Pie
I’m convinced that God made pie to bring me joy.
I baked my first pie of the fall season this evening. It’s a little shocking to me that I’ve managed to delay this long. I think I may have been actually tricked into delaying by the southern temperatures that have hovered closer to 70 degrees than 60. I don’t hate the temps, but I am frustrated that they’ve confused my internal pie-maker.
I’ve written before of my love of pie. I love pie. I love most kinds of pie. I have established myself as the pie-innards maker in my family. My father, on the other hand, has established himself as the pie crust maker in the family. That only bothers me a little bit.
Two years ago, Hurricane Sandy hit New Jersey and Philly and knocked out a power plant in Newtown leaving me without power for the better part of four days.
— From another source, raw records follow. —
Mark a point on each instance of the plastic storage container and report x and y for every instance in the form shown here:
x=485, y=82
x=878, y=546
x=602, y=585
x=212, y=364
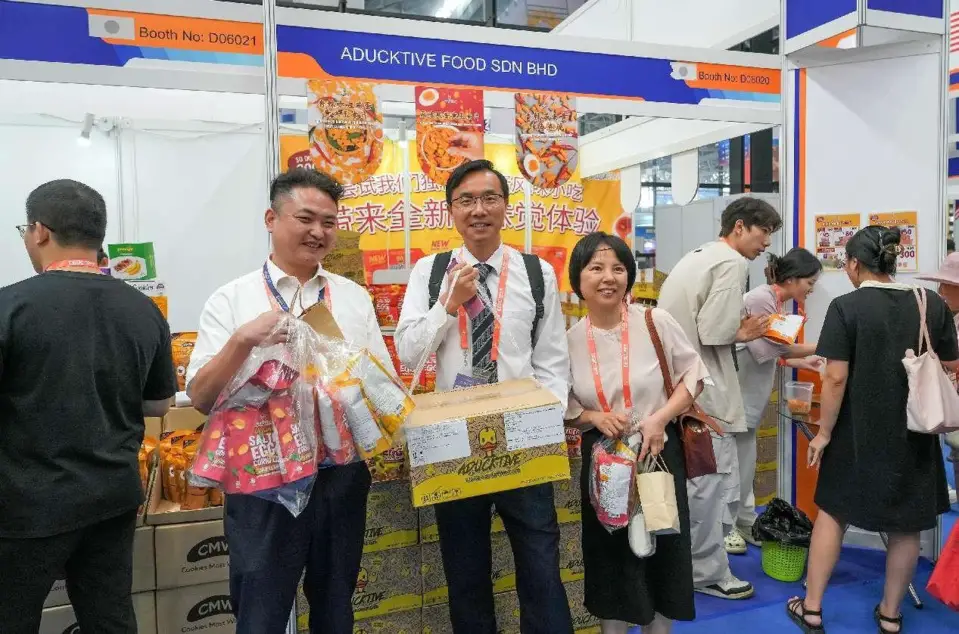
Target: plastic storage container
x=799, y=397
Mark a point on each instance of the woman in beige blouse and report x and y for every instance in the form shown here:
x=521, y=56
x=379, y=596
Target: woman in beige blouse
x=622, y=589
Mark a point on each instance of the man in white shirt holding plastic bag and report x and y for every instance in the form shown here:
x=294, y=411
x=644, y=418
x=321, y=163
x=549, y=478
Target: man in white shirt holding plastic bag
x=519, y=291
x=704, y=293
x=269, y=548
Fortunately, I had a gas stove, so with a lighter and an iron skillet, I was still able to cook food and not forced to subsist on emergency rations—though I do remember drinking a whole lot of milk the first night.
I’d made a pumpkin pie right before the storm, and it became my primary sustenance in those four days. I kept it out on the dryer in the lean-to (because when the weather was 55 degrees or less outside, that made as good a fridge as any, and it saved me having to open my own fridge and let the cool out).
I’d slice a piece of the pie, set it in the skillet, light the burner and slowly warm it through. Toasty-bottomed pumpkin pie. A quality life choice.
My final evening without power, I was done. Our house had been built in the 1800s and between the drafty windows and the stone and plaster walls, all the warmth had been drawn away by day four. Power had returned to campus, so I’d worked that day, but when I got home and took one step inside my frigid kitchen, I looked at the pumpkin pie and bade it farewell.
Joy-in-a-pan though it was, sustenance though it was, balanced meal though I argued it was…Applebee’s had power again and I was going out to eat.